# Linux über USB ganz normal laufen lassen. Wie ein fest installiertes Betriebssystem



## Gamestracker (19. Mai 2014)

*Linux über USB ganz normal laufen lassen. Wie ein fest installiertes Betriebssystem*

Hi ,

habe heute mit dem Proggy Linux Live Creator eine USB-Stick mit Ubuntu 14.04 erstellt. 

Ich wollte mal testen wie Linux so ist. 

Stelle aber fest das die Daten auf dem Stick nicht veränderbar sind. Das heißt wenn ich den Rechner Neustarte ist Linux wieder im Ursprungszustand.

Das würde ich gerne ändern und mit dem USB Stick arbeiten.

Vielleicht hat ja einer für mich eine Lösung. 

Gruß Ich


----------



## T-Drive (19. Mai 2014)

*AW: Linux über USB ganz normal laufen lassen. Wie ein fest installiertes Betriebssystem*

Mit dem Tool UNetbootin - Download - CHIP
(muss nicht mal installiert werden)
kannst du beim erstellen  des Live-Sys. angeben wieviel Platz auf dem Stick reserviert werden soll um solche Daten zu speichern. 

Bei mir hat das prima geklappt.

Ob das mit dem Live-Creator geht kann ich dir nicht sagen.


----------



## Gamestracker (19. Mai 2014)

*AW: Linux über USB ganz normal laufen lassen. Wie ein fest installiertes Betriebssystem*

Mit Live Creator geht eine Persistente Installation mit reservierung auf dem Stick. Bei mir jetzt 4 GB. Aber eine Persistente installation heißt für mich nicht veränderbar. 

??

gruß Felix


----------



## Bambusbar (19. Mai 2014)

*AW: Linux über USB ganz normal laufen lassen. Wie ein fest installiertes Betriebssystem*

Du kannst auch einfach ganz normal per CD installieren und dann als Installationsziel den USB-Stick angeben ^^


----------



## norse (28. Mai 2014)

*AW: Linux über USB ganz normal laufen lassen. Wie ein fest installiertes Betriebssystem*

nja,Vorteil von so nem Live Stick ist aber, dass er das OS mehr in den RAM lädt als bei direkt auf USB Stick installiert. Wenn du allerdings einen schnellen USB Stick / SSD USB Stick nutzt, dann kann man es natürlich auch direkt auf den Stick installieren und knut, äh gut


----------



## fisch@namenssuche (1. Juni 2014)

*AW: Linux über USB ganz normal laufen lassen. Wie ein fest installiertes Betriebssystem*



Gamestracker schrieb:


> Aber eine Persistente installation heißt für mich nicht veränderbar.

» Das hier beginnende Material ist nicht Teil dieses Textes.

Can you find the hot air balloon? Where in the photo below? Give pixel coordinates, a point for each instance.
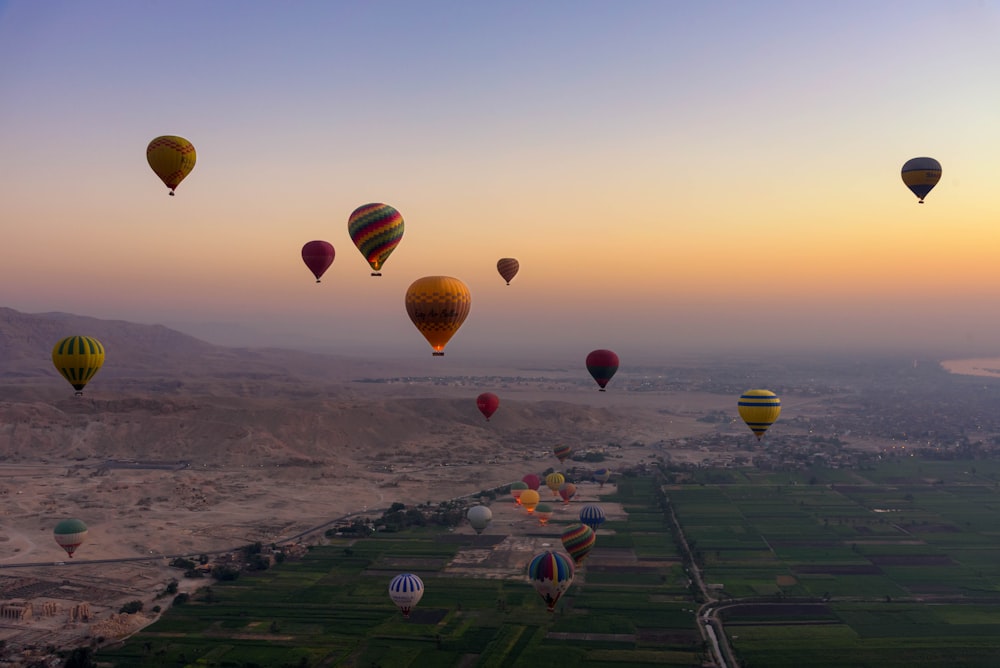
(70, 534)
(551, 573)
(592, 516)
(487, 402)
(318, 256)
(554, 481)
(579, 540)
(78, 358)
(921, 175)
(438, 305)
(566, 491)
(405, 590)
(602, 365)
(529, 499)
(479, 517)
(562, 452)
(508, 266)
(759, 409)
(516, 489)
(376, 229)
(172, 158)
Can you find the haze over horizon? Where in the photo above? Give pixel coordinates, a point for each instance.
(675, 178)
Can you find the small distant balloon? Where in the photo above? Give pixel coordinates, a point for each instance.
(921, 175)
(70, 534)
(437, 306)
(487, 402)
(567, 491)
(318, 256)
(78, 358)
(406, 590)
(759, 409)
(578, 540)
(554, 481)
(508, 266)
(516, 490)
(479, 517)
(592, 516)
(602, 365)
(376, 229)
(172, 158)
(530, 499)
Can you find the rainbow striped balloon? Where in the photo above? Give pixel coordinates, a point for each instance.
(592, 516)
(551, 574)
(376, 229)
(759, 409)
(579, 540)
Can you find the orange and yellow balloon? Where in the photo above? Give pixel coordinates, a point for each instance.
(438, 305)
(172, 158)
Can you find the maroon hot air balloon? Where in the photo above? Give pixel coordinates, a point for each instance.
(602, 365)
(318, 256)
(487, 402)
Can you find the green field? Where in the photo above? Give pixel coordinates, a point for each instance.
(892, 566)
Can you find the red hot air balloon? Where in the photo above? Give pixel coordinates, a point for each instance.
(318, 256)
(602, 365)
(487, 402)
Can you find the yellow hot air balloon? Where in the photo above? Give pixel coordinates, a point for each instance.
(530, 499)
(438, 305)
(78, 358)
(172, 158)
(759, 409)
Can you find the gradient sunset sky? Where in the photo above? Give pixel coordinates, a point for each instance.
(673, 177)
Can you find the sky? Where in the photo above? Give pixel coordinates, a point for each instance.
(675, 178)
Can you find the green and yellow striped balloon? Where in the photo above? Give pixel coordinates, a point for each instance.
(78, 358)
(759, 409)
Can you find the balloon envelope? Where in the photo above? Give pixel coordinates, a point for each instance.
(530, 499)
(567, 491)
(70, 534)
(78, 358)
(551, 574)
(759, 409)
(438, 305)
(487, 402)
(318, 256)
(508, 266)
(554, 481)
(405, 590)
(921, 175)
(592, 516)
(376, 229)
(602, 365)
(479, 517)
(172, 158)
(579, 540)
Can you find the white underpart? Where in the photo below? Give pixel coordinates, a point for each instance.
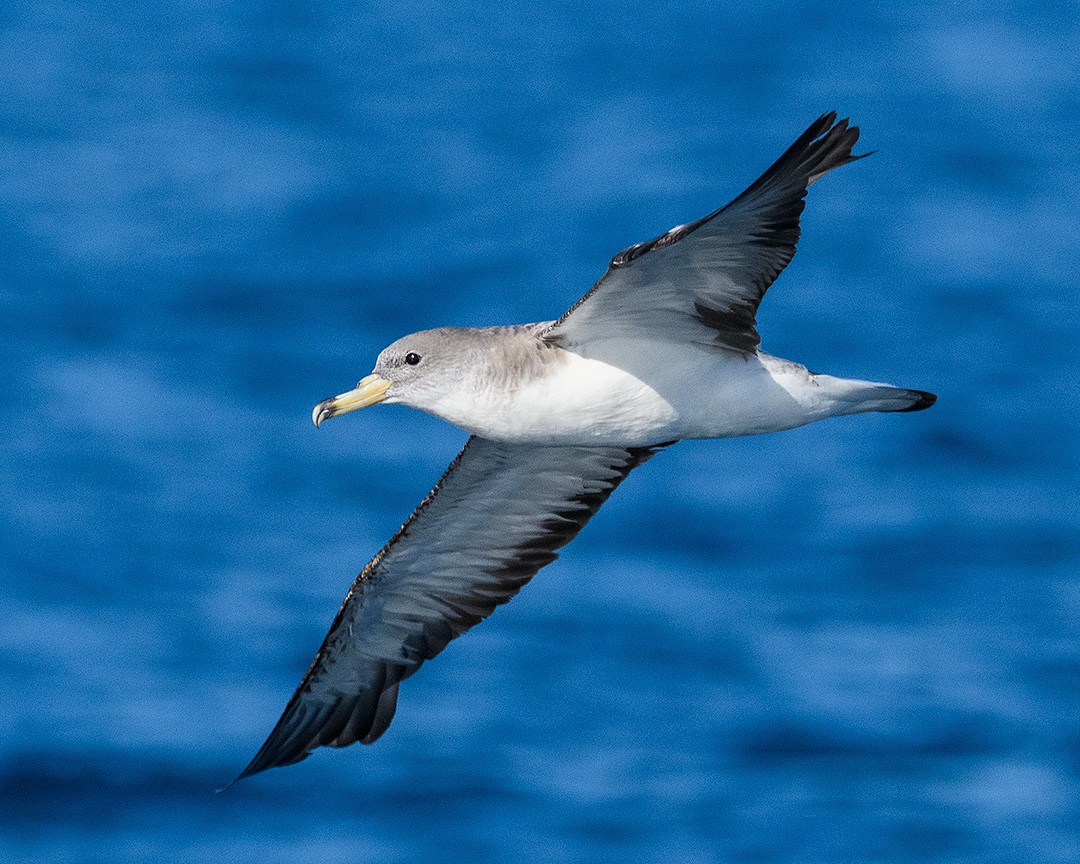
(645, 393)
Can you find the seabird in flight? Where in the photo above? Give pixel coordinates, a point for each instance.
(664, 347)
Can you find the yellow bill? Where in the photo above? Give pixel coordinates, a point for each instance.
(369, 391)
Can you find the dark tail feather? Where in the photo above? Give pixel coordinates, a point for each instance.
(920, 401)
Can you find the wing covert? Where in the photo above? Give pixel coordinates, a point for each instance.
(498, 515)
(703, 281)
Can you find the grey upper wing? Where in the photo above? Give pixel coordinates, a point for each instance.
(496, 517)
(703, 281)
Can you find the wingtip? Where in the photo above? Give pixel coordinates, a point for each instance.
(922, 402)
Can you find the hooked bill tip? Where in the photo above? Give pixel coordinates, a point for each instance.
(322, 412)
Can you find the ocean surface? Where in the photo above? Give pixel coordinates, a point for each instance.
(855, 642)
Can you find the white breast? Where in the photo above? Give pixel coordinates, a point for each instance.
(636, 394)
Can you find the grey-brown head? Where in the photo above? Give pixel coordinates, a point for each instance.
(420, 370)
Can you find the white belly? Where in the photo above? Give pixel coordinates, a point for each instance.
(637, 394)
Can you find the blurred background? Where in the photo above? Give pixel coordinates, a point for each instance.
(856, 642)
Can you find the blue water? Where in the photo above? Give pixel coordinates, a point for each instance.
(856, 642)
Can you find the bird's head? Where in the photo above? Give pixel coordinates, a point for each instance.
(421, 370)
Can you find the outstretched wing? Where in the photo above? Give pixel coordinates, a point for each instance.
(703, 281)
(496, 517)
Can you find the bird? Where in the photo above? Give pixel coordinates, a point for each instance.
(664, 347)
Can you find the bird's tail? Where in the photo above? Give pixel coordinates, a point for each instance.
(859, 396)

Persistent verstehst du falsch . Normalerweise ist eine Live-Installation "volatile" (engl. für flüchtig), d.h. sämtliche Änderungen gehen, sofern nicht "persistent" (engl. für nicht flüchtig) und _extern_ gespeichert, beim Herunterfahren des OS verloren.
Diese Live-Installation speichert jedoch die Änderungen auf dem Live-Medium selbst (dem USB-Stick), du brauchst also _kein_ externes und persistentes Speichermedium. Leider sind die 4 GB recht knapp, wenn man ein paar Programme installiert.


Andere Beispiele:
RAM/Caches: volatile (Strom weg -> Daten weg)
SSD/HDD/DVD:  persistent (Strom weg - Daten bleiben erhalten)


----------



## Gamestracker (1. Juni 2014)

*AW: Linux über USB ganz normal laufen lassen. Wie ein fest installiertes Betriebssystem*

HI Danke , 

das heißt wenn ich den LIVE installation mache sollte es funktionieren. 

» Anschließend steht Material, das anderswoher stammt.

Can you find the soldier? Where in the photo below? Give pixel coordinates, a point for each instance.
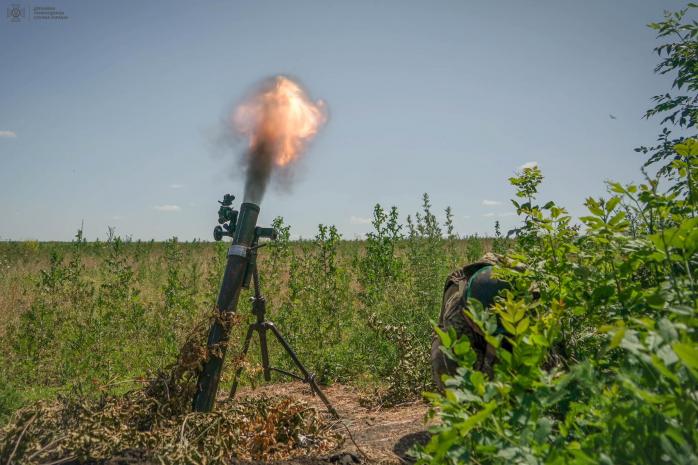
(475, 281)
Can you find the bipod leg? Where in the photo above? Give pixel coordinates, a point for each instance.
(259, 308)
(265, 351)
(307, 376)
(238, 372)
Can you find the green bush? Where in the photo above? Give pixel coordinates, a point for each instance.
(604, 361)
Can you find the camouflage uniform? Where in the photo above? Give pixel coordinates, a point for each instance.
(472, 281)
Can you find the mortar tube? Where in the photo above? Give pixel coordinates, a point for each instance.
(235, 269)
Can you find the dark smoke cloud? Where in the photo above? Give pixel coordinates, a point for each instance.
(259, 165)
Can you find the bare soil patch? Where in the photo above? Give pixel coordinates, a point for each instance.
(375, 435)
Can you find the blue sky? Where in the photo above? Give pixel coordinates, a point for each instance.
(109, 116)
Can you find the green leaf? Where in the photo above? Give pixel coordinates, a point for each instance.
(443, 337)
(522, 326)
(687, 353)
(472, 422)
(617, 338)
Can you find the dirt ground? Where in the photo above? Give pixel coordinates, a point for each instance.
(376, 435)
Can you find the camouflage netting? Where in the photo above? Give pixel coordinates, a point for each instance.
(157, 423)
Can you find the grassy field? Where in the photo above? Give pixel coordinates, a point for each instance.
(97, 317)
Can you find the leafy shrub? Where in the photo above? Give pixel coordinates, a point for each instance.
(604, 362)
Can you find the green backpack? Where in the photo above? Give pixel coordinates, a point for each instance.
(472, 281)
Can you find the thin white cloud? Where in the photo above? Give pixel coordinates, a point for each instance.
(359, 220)
(167, 208)
(528, 164)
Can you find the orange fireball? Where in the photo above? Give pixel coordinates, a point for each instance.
(281, 118)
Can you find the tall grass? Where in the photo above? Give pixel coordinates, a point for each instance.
(97, 317)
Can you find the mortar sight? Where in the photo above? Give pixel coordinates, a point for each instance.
(227, 218)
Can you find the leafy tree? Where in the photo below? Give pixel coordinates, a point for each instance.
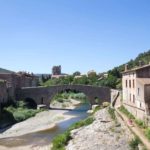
(77, 73)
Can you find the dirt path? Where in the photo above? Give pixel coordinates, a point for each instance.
(135, 129)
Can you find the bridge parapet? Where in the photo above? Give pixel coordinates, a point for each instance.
(44, 95)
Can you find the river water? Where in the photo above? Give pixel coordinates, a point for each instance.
(45, 137)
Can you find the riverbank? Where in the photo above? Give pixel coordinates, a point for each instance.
(43, 121)
(102, 134)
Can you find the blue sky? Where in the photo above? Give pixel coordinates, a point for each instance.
(77, 34)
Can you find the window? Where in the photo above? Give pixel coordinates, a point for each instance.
(138, 91)
(133, 98)
(133, 84)
(140, 105)
(130, 97)
(126, 83)
(130, 83)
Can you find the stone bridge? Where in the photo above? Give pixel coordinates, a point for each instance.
(44, 95)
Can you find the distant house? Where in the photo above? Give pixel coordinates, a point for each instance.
(136, 90)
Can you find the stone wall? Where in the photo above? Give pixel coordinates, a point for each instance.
(3, 92)
(45, 94)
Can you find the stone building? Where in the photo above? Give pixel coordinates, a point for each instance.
(3, 91)
(12, 82)
(56, 70)
(136, 90)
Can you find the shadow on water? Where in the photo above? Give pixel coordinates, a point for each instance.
(45, 137)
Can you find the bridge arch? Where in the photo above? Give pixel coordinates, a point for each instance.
(45, 94)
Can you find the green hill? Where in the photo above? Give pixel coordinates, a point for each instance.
(143, 57)
(5, 71)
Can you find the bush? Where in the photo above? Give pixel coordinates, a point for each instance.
(81, 123)
(126, 112)
(106, 104)
(140, 123)
(111, 111)
(147, 133)
(97, 108)
(60, 141)
(134, 143)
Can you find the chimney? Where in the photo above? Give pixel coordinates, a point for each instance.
(126, 67)
(140, 63)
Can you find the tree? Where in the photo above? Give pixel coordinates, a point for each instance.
(77, 73)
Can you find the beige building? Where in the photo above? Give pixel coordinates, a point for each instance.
(136, 91)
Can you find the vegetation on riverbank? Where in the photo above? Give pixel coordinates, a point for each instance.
(134, 143)
(61, 97)
(111, 112)
(16, 112)
(60, 141)
(139, 122)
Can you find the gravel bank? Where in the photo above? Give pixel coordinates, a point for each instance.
(102, 134)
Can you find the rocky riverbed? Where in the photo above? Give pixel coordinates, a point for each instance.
(102, 134)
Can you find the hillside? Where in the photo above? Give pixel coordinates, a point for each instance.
(5, 71)
(143, 57)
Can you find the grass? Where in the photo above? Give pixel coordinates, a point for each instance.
(147, 133)
(140, 123)
(134, 143)
(111, 111)
(16, 113)
(60, 141)
(126, 112)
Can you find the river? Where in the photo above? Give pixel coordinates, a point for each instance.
(43, 138)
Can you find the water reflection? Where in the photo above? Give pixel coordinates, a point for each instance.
(45, 137)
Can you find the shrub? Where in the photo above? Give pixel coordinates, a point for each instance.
(147, 133)
(60, 141)
(97, 108)
(82, 123)
(111, 111)
(140, 123)
(106, 104)
(134, 143)
(126, 112)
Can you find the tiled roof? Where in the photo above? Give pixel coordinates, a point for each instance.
(145, 81)
(136, 69)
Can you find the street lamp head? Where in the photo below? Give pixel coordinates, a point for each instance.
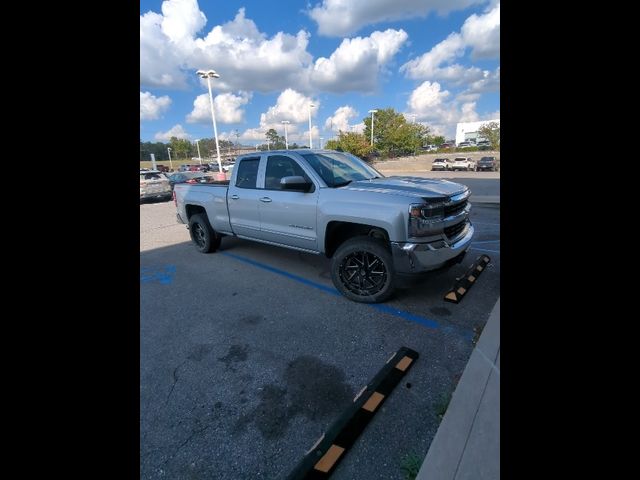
(208, 73)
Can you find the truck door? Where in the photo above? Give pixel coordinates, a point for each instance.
(242, 199)
(287, 217)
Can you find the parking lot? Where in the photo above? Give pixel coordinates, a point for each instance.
(249, 354)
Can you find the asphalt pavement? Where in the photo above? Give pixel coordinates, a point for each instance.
(249, 354)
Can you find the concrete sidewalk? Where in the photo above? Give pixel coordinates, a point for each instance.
(467, 443)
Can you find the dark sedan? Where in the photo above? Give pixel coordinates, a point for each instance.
(487, 163)
(187, 177)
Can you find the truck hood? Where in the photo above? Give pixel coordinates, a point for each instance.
(408, 186)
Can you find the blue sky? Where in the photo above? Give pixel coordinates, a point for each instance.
(436, 61)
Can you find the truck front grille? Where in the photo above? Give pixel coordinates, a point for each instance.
(451, 210)
(455, 230)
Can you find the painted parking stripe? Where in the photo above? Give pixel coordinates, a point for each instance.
(484, 250)
(411, 317)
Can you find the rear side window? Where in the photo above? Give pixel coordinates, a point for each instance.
(279, 166)
(247, 175)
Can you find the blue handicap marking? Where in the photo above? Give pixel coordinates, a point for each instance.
(162, 274)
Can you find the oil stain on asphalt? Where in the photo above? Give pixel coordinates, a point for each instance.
(312, 388)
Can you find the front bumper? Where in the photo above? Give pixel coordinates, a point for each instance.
(423, 257)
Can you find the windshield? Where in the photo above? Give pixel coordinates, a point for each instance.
(340, 168)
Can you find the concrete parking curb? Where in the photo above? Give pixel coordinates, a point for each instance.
(467, 443)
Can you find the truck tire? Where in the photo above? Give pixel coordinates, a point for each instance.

Ach was frage ich .... gleich probieren ..  Hab ja noch zeit . Gibt erst um 19 Uhr essen


----------



## Gamestracker (1. Juni 2014)

*AW: Linux über USB ganz normal laufen lassen. Wie ein fest installiertes Betriebssystem*

Es geht nicht.

Das problem sehe ich bei Ubuntu. 

Sobald ich das mit Linux Live Creator installiere. Fragt er mich beim Starten vom USB-Stick ob ich das Linux ausprobieren will oder installieren möchte.


----------



## Stryke7 (1. Juni 2014)

*AW: Linux über USB ganz normal laufen lassen. Wie ein fest installiertes Betriebssystem*

Was du machen möchtest,  ist kein Live-System,  sondern du willst das OS auf dem USB-Stick installieren.  Dafür lädst du die bootable Version auf eine CD/DVD/anderer USB-Stick,  und gibst dann deinen USB-Stick als Installationsziel an.  Sollte so eigentlich gehen.


----------



## fisch@namenssuche (1. Juni 2014)

*AW: Linux über USB ganz normal laufen lassen. Wie ein fest installiertes Betriebssystem*

Mit diesem Tool und Linux Mint 16 geht es. Beim Booten von Linux Mint musst du den Persistent-Mode auswählen.

Quelle: USB-Stick, der neben mir liegt. Ich hab nach der Erstellung z.B. Eclipse mit dem Paketmanager installiert, Firefox mit Add-Ons versehen und das Erscheinungsbild geändert. Das alles ist auch nach einem Neustart noch da.


----------



## T-Drive (2. Juni 2014)

*AW: Linux über USB ganz normal laufen lassen. Wie ein fest installiertes Betriebssystem*



Gamestracker schrieb:


> Es geht nicht.
> 
> Das problem sehe ich bei Ubuntu.
> 
> Sobald ich das mit Linux Live Creator installiere. Fragt er mich beim Starten vom USB-Stick ob ich das Linux ausprobieren will oder installieren möchte.


 
Es geht doch.
Das heißt beim booten immer so, also "ausprobieren " wählen und wenn du beim erstellen des Live-Cys. Platz reserviert hast auf dem Stick, kannst du auch speichern, wie es fisch^ beschrieben hat.


----------